Apparently intended as a warning to the faithful, “Persecuted” imagines an American government that plans to subvert Christianity under something called the Faith and Fairness bill. But the movie is less a polemic than a thriller, and it’s barely the latter. Set in a diabolical Washington but filmed a long way away, “Persecuted” is so halfhearted that it doesn’t even bother to mask the New Mexico license plates on the cars.

The story’s plotter-in-chief is Sen. Harrison (Bruce Davison), who fails to persuade popular nondenominational evangelist John Luther (James Remar) to back the proposed law. Harrison’s response to Luther’s rebuff is one that is probably less common in Washington than “House of Cards” fans would imagine: The senator has the preacher framed for raping and killing a teenage runaway.

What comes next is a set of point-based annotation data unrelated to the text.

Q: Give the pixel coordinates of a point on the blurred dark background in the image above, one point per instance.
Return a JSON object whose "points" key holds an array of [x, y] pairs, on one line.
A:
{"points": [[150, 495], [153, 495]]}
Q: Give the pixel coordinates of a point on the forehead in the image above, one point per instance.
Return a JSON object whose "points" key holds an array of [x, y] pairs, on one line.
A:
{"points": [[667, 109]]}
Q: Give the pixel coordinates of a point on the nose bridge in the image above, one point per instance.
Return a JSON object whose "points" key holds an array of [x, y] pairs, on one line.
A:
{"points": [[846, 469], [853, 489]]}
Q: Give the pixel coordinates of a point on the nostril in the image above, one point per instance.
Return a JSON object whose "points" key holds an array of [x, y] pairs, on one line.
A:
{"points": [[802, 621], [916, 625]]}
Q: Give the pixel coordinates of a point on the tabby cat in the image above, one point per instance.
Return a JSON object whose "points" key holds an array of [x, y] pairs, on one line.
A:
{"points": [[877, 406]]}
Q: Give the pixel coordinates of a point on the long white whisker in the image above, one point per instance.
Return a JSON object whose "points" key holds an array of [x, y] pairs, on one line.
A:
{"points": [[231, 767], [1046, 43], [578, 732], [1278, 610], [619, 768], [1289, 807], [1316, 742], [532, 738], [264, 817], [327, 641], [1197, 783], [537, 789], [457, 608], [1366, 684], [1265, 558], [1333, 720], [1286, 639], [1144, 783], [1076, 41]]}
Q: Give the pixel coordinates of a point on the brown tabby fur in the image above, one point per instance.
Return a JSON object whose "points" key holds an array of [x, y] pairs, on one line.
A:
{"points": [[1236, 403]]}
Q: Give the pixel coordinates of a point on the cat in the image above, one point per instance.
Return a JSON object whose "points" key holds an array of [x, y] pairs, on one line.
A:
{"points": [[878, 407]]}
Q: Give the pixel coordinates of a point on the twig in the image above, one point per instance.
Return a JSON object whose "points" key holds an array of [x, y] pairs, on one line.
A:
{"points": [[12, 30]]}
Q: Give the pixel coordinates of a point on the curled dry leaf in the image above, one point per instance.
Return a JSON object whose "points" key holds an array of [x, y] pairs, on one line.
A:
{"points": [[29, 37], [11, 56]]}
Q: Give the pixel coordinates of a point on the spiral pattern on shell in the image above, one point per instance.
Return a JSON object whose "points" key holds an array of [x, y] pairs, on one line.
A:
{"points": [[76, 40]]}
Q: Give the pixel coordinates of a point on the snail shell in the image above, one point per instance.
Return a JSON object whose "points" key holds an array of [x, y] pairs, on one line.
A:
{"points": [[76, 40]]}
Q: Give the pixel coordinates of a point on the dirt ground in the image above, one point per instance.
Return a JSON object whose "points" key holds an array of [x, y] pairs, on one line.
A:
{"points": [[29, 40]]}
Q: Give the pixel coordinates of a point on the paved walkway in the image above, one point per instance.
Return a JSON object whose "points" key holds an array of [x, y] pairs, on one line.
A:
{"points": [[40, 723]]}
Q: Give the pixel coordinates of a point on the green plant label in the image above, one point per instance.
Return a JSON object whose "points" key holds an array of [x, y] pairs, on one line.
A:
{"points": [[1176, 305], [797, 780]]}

Luther is drugged, bloodied and disgraced, but otherwise not significantly inconvenienced. While the FBI and the Secret Service swarm in to arrest him, he slinks around town barely impeded, checking in with allies such as his father, a Catholic priest who apparently enjoyed a non-celibate period. Dr. Charles Luther is played by Fred Dalton Thompson, who, as a former U.S. senator, really should have known better.

The cat-and-mouse stuff is clumsily staged, ineptly photographed and hopelessly oblivious to police (or cop-show) procedure. There’s no discussion of DNA evidence to support the rape charge, and the fugitive makes calls from his cellphone over several days without being traced. The guys who frame Luther are really mean but also such amateurs that they don’t even notice a woman videotaping the scene on her phone.

The embodiment of writer-director Daniel Lusko’s grievance is Harrison. The senator stands for people who say, as he does, “This is no longer a Christian nation.” But the filmmaker also is pretty rough on the directors of Luther’s organization, who are depicted as greedy and self-serving. The U.S. president also seems to be a villain, but he — or at least his accent — is modeled on Bill Clinton, not on any president who detractors think is a Muslim.

The movie would probably be more interesting had it fully articulated its vision of Christianity under fire. Instead, it budgets most of its slow-moving 91 minutes on absurd intrigue and unconvincing violence, bracketed by fast-mo inserts of downtown D.C. and the Mall. That’s why “Persecuted” should outrage American moviegoers of all faiths and creeds. We can do political paranoia much better than this!

No stars

PG-13. At area theaters. Contains violence, drugs and alcohol. 91 minutes.